I'm not sure where to start, and this might be a long post so bear with me. This is also fairly graphic...
Background on myself- I'm a christian, and I've always been taught to wait 'til marriage to have sex. I'm a PIV virgin, but I've given and recieved oral (just recently given). I also have a really high libido so staying a virgin has been very hard for me... I've had two boyfriends, both of whom were virgins when we started dating. I'm 22, current boyfriend is 20.
Anyways, the only times I've ever witnessed someone giving or recieving oral sex is in porn. I've always been curious as to what it would be like, but also pretty disgusted by the idea because of how demeaning it looks in porn, especially for women giving men blowjobs, if you know what I mean. The women in pornos look so submissive and slave-like...I'm not really sure how to put those thoughts into words, but..yeah.
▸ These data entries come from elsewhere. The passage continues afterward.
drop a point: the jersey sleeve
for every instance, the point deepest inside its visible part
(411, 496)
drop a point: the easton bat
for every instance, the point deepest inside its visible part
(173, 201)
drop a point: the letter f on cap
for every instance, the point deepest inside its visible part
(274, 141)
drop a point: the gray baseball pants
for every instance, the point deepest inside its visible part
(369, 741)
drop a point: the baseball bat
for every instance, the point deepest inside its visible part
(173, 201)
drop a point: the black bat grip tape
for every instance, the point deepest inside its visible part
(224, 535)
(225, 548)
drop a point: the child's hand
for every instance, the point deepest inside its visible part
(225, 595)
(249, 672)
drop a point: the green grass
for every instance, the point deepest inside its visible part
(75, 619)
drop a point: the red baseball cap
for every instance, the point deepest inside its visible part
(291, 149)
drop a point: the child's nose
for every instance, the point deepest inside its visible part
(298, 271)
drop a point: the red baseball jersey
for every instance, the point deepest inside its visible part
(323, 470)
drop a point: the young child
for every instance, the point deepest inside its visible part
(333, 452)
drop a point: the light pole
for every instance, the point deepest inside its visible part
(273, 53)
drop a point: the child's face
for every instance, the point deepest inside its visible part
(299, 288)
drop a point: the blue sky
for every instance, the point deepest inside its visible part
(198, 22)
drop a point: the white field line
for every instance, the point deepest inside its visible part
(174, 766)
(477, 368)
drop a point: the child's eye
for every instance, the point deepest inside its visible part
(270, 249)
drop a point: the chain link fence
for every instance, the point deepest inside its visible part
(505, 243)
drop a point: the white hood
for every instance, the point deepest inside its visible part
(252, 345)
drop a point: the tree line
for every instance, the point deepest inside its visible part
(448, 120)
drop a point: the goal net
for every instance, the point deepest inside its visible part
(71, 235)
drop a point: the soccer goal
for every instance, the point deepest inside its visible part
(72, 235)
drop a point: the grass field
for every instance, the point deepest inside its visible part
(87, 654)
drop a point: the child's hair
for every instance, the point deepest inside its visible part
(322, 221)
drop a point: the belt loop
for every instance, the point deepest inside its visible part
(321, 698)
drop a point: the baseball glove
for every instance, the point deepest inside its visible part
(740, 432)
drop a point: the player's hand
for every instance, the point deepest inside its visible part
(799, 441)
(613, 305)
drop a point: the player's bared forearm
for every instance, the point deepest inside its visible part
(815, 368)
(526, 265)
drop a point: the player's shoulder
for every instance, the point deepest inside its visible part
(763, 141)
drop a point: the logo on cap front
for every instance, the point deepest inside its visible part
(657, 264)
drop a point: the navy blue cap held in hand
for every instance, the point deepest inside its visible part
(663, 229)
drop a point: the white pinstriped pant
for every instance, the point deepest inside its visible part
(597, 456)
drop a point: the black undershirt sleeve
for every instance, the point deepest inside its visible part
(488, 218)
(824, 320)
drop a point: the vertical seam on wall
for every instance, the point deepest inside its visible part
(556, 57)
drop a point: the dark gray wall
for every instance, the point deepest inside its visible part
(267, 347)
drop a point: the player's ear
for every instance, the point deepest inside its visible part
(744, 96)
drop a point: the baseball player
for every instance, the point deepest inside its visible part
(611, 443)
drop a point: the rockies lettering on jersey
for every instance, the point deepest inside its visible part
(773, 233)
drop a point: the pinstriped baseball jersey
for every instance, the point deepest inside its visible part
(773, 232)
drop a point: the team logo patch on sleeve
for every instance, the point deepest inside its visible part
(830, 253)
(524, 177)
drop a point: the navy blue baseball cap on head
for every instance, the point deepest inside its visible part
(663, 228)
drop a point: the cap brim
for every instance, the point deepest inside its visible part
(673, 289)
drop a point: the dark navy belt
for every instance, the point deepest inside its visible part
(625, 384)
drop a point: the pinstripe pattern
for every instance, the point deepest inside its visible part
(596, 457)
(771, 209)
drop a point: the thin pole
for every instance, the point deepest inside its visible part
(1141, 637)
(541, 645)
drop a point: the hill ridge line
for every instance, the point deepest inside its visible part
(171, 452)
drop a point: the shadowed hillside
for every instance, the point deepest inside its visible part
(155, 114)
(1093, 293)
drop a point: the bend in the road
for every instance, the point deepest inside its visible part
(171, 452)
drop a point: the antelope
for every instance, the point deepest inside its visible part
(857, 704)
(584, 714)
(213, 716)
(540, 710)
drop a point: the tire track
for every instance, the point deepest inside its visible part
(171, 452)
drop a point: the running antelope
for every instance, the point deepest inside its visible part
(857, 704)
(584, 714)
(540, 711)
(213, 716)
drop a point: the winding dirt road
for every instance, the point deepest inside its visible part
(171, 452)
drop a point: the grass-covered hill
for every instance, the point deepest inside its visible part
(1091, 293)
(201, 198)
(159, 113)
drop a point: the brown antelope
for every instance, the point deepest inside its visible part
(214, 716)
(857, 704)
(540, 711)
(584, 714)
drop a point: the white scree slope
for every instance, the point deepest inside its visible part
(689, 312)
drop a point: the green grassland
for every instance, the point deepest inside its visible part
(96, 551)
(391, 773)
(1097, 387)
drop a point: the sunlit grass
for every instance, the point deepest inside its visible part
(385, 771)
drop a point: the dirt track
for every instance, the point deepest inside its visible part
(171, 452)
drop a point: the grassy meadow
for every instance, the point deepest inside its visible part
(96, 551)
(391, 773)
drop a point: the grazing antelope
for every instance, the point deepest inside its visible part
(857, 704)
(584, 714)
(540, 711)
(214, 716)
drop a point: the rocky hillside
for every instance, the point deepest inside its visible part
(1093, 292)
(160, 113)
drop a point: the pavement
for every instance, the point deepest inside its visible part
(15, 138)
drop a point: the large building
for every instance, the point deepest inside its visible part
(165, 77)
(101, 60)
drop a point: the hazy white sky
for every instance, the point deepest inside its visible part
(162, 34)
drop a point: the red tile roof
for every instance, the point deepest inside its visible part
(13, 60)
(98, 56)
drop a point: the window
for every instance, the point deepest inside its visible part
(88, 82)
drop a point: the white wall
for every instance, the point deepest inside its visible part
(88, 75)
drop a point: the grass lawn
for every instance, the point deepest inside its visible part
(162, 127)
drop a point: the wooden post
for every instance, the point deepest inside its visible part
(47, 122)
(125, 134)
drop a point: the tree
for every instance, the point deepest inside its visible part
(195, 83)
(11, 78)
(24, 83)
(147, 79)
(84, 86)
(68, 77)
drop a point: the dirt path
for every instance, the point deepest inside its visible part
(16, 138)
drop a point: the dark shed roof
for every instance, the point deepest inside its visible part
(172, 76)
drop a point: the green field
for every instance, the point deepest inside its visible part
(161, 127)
My ex-boyfriend and I did some fooling around, handjobs/fingering/dry humping, ect. He knew I wanted to wait until I was married to have sex, which he was sort of ok with, but was still pressuring me all the time to have intercourse or oral. One day we were fooling around, making out, ect, and he asked me if he could eat me out. I don't really remember exactly what I said, but it wasn't "Yes." He started kissing down my stomach, unbuttoned and unzipped my jeans and pulled them down just enough to lick my clit a little bit, and then I got pissed and made him stop. He was just constantly bugging me about it and I finally got sick of saying no all the time and was like "fuck it, let him do what he wants." I realize that I could have just firmly said no, but when you're constantly bugged about something like that you just give in, I guess. All in all, not a real healthy relationship. And besides the unhealthy relationship, I still felt super guilty about doing sexual things because I'm willfully sinning by doing sexual things (not the oral, didn't feel guilty about that, wasn't really my choice, I guess).
Anyways, now I'm with a really awesome guy who I plan on marrying (if he'd ever get around to proposing... haha). We also fool around-hand jobs and fingering mostly. A couple weeks ago he went down on me for a little while but I made him stop rather quickly. It just made me uncomfortable because I just wasn't really sure if I was ready for that. It felt really good, though. That same night I tried giving him a blow job, but couldn't bring myself to actually put more than the tip in my mouth because I was a little grossed out by the thought of jizz getting in my mouth, and because of not really being sure if I was ready to go to that 'level' or 'base' if you know what I mean. Also, damn, I don't know what to do with a freaking penis in my mouth! Also, I have farily bad emetophobia so I was super afraid of gagging myself/gagging when I got semen in my mouth. (http://en.wikipedia.org/wiki/Emetophobia)
Last night I spent the night with him and he went down on me again, and it felt pretty amazing. I let him do it a lot longer, but never had an orgasm because I was nervous/uncomfortable. Since he went down on me I wanted to return the favor (He never, ever tries to convince me to do things like my ex). Since part of what makes me nervous about oral is getting semen in my mouth, I decided to try using a condom on him. I did feel like I was going to gag a few times, so I would stop and take a breath and I was fine, except once I went a little too deep and did gag/cough which freaked me out... but I stopped for a minute or so and was able to continue. He came and said he liked everything I did, even though I didn't really feel like I knew what I was doing.
After he came we cuddled and talked for a really long time, which was nice. We had one of the deepest talks we've ever had, and I feel so in love with him, so that was really nice. :)
But this morning when I was driving home I had this overwhelming guilty, regretful feeling. I guess I just knew the whole time that I wasn't really ready for any of that, and that it's just one 'step' closer to having PIV (in my mind, at least) and I feel guilty for not waiting til I'm married to have these sexual experiences, because I know that's what god wants. In the past, I've had issues with feeling guilty about the other sexual things we've done and suggested to my boyfriend that we just stop doing sexual things, and draw the line at kissing. The first time I suggested this, we did stop and it was really nice. He was actually in agreement that we should stop. But we fell back into it pretty quickly... like I said I have a really high libido and so does my boyfriend. So this goes on for a while and then I get sick of feeling guilty again and suggest we draw the line at kissing again. This time, my boyfriend had an unexpected reaction. He said it would be ok, but he was like, pissed off about it, I guess. He never said so but I could tell by his attitude. So...we fell back into doing sexual stuff and now here we are with me feeling super guilty and him being really happy... I love that giving him a blowjob made him feel so good. And I love all the sexual things we do. Everything feels awesome. I love making him feel awesome. But I still feel so guilty and regretful that I didn't wait until I was married to do these things. Half of me wants to stop and wait to do anything else until we are actually married, which will probs be this summer so it wouldn't be too long of celibacy. If I didn't have such a damn high libido things would be easier, haha, for me at least. And I don't want to piss him off or whatever by saying "no more funtimes."
Sigh. Thanks for letting me vent. Does anyone have any advice for me? Or anyone been in a similar situation?